Restarting the cluster
Determine which node is active, by checking the node server state using either the /usr/local/terracotta/bin/server-stat.sh
script, or the homegrown tc-status-exe.jar tool (see above). The active server node will be in the ACTIVE-COORDINATOR
state, e.g.:
# /usr/local/terracotta/bin/server-stat.sh localhost.health: OK localhost.role: ACTIVE localhost.state: ACTIVE-COORDINATOR localhost.jmxport: 9520
A passive node should be in the PASSIVE-STANDBY
state:
# /usr/local/terracotta/bin/server-stat.sh localhost.health: OK localhost.role: PASSIVE localhost.state: PASSIVE-STANDBY localhost.jmxport: 9520
The active node should be restarted first. The passive node should detect this and take over the active role. Wait for the restarted node to enter PASSIVE-STANDBY
state before proceeding; check its server log for errors. If it has a problem recovering state, it is likely due to corrupted data; check the server log for errors. In this case, it will not enter the STANDBY
state, and manual intervention will be needed. First, try removing the terracotta server's "dirty" saved object data, e.g.:
# /etc/init.d/terracotta stop # rm -rf /usr/local/shibboleth-idp/cluster/server/data/dirty-objectdb-backup/* # /etc/init.d/terracotta start
If it still fails to recover to STANDBY
state, stop the server again, and remove the object data, e.g.:
# /etc/init.d/terracotta stop # rm -rf /usr/local/shibboleth-idp/cluster/server/data/objectdb/* # /etc/init.d/terracotta start
Once this node reaches the PASSIVE-STANDBY
state, you can proceed to restart the other node (newly active).

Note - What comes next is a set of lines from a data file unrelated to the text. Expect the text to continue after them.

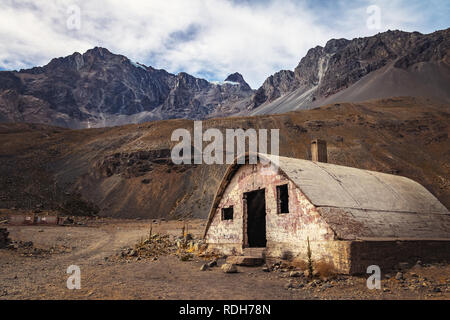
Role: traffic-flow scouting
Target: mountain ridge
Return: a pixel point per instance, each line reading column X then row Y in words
column 99, row 88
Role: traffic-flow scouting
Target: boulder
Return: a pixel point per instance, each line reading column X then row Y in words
column 247, row 261
column 229, row 268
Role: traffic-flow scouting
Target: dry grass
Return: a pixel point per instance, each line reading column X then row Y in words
column 299, row 264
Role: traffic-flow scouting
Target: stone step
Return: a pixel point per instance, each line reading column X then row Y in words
column 256, row 252
column 248, row 261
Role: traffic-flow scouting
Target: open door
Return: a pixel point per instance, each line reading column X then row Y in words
column 256, row 218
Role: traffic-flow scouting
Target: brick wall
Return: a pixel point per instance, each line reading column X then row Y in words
column 388, row 253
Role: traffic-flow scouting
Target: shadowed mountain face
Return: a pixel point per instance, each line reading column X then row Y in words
column 99, row 88
column 126, row 171
column 389, row 64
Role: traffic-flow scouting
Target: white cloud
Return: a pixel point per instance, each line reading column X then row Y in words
column 214, row 37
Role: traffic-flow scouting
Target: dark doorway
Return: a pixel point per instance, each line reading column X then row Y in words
column 256, row 218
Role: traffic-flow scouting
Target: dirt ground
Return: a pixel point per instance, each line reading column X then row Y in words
column 41, row 273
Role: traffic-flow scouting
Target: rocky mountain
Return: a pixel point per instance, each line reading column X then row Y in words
column 126, row 171
column 99, row 88
column 389, row 64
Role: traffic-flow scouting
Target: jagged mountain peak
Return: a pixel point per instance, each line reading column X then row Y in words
column 238, row 78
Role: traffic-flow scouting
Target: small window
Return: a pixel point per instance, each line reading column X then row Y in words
column 227, row 213
column 282, row 199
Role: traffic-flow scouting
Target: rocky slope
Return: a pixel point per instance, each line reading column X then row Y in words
column 126, row 171
column 99, row 88
column 389, row 64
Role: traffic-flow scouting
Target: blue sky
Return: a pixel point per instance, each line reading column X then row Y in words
column 206, row 38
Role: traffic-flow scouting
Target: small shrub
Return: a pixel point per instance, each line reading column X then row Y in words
column 310, row 262
column 325, row 269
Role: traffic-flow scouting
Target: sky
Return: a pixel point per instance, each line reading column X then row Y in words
column 206, row 38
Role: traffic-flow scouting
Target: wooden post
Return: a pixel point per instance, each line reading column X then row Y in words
column 319, row 151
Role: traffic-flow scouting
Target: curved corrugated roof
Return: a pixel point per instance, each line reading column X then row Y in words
column 329, row 185
column 374, row 204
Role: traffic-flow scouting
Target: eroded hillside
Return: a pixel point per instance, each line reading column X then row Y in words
column 126, row 171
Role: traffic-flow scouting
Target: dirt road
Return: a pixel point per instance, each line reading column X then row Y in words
column 43, row 276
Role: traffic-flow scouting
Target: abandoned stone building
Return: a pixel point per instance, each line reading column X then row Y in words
column 350, row 217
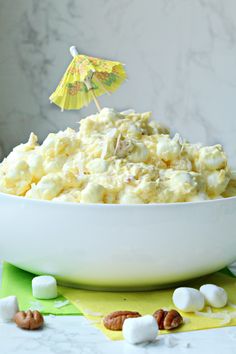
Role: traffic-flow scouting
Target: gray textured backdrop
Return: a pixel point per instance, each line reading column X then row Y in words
column 180, row 57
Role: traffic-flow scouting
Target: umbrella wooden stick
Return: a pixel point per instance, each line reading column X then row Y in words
column 87, row 81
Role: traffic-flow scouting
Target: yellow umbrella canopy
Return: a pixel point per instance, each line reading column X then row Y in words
column 85, row 79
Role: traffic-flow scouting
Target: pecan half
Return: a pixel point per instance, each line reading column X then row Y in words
column 168, row 319
column 29, row 320
column 114, row 321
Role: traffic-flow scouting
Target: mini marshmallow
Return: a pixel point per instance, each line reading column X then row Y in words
column 8, row 308
column 44, row 287
column 188, row 299
column 140, row 329
column 214, row 295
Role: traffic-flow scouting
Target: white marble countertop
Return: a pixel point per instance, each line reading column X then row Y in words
column 74, row 334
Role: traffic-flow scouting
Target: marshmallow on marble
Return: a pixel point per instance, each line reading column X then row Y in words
column 214, row 295
column 44, row 287
column 188, row 299
column 8, row 308
column 140, row 329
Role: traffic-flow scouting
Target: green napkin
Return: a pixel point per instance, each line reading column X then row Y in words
column 18, row 282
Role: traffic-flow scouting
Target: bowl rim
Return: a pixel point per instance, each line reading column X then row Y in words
column 104, row 205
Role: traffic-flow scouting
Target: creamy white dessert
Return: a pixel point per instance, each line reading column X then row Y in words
column 116, row 158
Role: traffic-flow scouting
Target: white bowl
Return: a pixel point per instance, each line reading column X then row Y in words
column 118, row 246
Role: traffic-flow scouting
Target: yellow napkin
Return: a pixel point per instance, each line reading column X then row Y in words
column 95, row 305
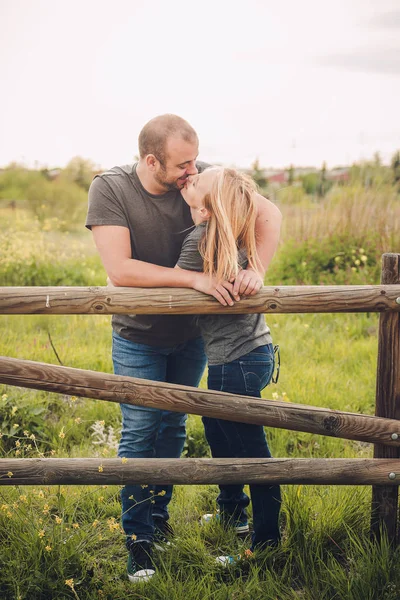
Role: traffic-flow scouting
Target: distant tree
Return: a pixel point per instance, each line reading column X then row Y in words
column 310, row 183
column 395, row 164
column 81, row 171
column 377, row 160
column 258, row 175
column 324, row 185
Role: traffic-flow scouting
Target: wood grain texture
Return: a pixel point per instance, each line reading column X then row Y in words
column 112, row 300
column 190, row 471
column 385, row 499
column 178, row 398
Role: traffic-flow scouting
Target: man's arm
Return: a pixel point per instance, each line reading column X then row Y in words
column 268, row 227
column 114, row 246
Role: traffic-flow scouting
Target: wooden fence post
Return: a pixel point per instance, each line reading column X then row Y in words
column 385, row 498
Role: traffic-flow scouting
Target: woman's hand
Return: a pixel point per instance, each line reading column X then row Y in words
column 247, row 283
column 222, row 291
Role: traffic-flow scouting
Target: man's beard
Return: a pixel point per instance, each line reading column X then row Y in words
column 168, row 185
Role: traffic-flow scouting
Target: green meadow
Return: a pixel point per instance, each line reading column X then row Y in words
column 66, row 542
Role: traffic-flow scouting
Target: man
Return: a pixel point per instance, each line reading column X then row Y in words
column 139, row 220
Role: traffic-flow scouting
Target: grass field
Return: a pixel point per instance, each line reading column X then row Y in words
column 66, row 542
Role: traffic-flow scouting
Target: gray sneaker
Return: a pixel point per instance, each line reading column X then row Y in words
column 140, row 564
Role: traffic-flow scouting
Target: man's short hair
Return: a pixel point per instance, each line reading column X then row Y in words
column 154, row 135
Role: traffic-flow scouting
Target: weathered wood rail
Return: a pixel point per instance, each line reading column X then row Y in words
column 112, row 300
column 85, row 471
column 382, row 472
column 180, row 398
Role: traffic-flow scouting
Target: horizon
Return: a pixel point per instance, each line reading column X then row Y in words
column 287, row 84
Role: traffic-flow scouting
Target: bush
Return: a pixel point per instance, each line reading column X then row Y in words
column 332, row 261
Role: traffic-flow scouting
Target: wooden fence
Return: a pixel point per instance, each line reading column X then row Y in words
column 383, row 429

If both nodes are restarted at the same time, e.g. after a power failure, it is likely that manual intervention will be required, to clean up the data directories.
Log Files
On our IdPs, the terracotta server log is in /usr/local/shibboleth-idp/cluster/server/logs/terracotta-server.log. Normally, this will contain regular statistics logs of memory usage, but also exceptional events, including problems communicating with clients. We also capture the server standard output/error in /usr/local/terracotta/logs/terracotta.log.
The terracotta client log is in /usr/local/shibboleth-idp/cluster/client/logs-127.0.0.1/terracotta-client.log.